The Zonkers soon arrived, and I was eager to try them out. Adam fishes this weighted streamer fly with both floating and sink tip lines, depending on stream conditions. He says the pattern works well all year round and is very easy to tie. He wraps the hook with wire, adding weight, then ties the strip in at the bend. Next, he wraps the fur strip toward the head, securing the business with several whip finishes and a touch of glue.
I stepped into the Allegheny on a chilly day with the water running a little high and off-color. I gave the Grey Zonker a cast upstream, then thought of Adam Russo who was hoping to come up to his cabin in early March and maybe find some action with the Black Stonefly hatch. It wasn’t long before I hooked and lost a nice fish on the Zonker fly, a pattern I hadn’t used in several years.

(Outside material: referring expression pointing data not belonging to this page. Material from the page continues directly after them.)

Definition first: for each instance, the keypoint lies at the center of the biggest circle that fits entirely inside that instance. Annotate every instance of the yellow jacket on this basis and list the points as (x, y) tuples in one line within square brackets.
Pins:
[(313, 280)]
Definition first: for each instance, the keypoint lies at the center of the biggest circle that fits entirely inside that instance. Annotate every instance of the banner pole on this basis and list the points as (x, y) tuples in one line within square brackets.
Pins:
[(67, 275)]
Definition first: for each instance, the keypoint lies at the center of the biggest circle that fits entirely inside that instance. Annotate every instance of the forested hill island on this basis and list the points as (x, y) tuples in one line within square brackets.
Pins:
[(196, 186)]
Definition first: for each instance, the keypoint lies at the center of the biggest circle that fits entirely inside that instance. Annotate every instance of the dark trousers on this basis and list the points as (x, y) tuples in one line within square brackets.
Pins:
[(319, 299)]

I left the river pool and headed downstream, passing a couple of fishermen setting up for lunch at their truck. One of the guys said hello and I probably acknowledged them with a similar greeting. Minutes later I was ready to cast a Woolly Bugger into the flow when one of the fly anglers approached me with a “Hey, are you Walt?” greeting and, allowing that I was, I felt the world shrink to about the size of a #8 Zonker. “You must be Adam,” I said. He and his fishing pal had driven north a little earlier than planned.
The guys had done pretty well fishing on the upper Allegheny, catching at least one big brown, if not more. Before I met the fellas, I knew I was fishing behind them because I’d seen fresh tracks in the snow, and later I told them, given their expertise, I was lucky to have landed a couple of standard-sized hatchery trout. We had a good conversation at their truck. Before we headed off in separate directions, I thanked the guys for reaching out, and promised Adam I would stay in touch and let him know how the flies and fishes got along.
Two days later I was on the stream again, and this time the weather was downright wonderful, with a partly clouded sky and air temps in the high 60s. Pretty nice for a February day in northern Pennsylvania. Buckets were getting hung on maple trees for sap collection. And the first Black Stoneflies were appearing above the headwaters.
Stonefly hatches are a sign of spring in my neck of the forest. Fishing was slow. I didn’t catch a thing while casting with a stonefly nymph, but several nice trout, including a wild and colorful brown, went for a scrambled Egg fly and one of Adam’s Zonker specials. I enjoyed thinking I was gonna serve the winter fishes a slice of Zonker pie, a chocolate-colored, messy-looking tidbit that’s designed for well-fed trout expecting to expand their dietary horizons. One brown took the offering as it swam enticingly down the current.
I really like the way these flies dance in the water. They exude the natural motions of a slimy spring thing loosened by the rain and snowmelt.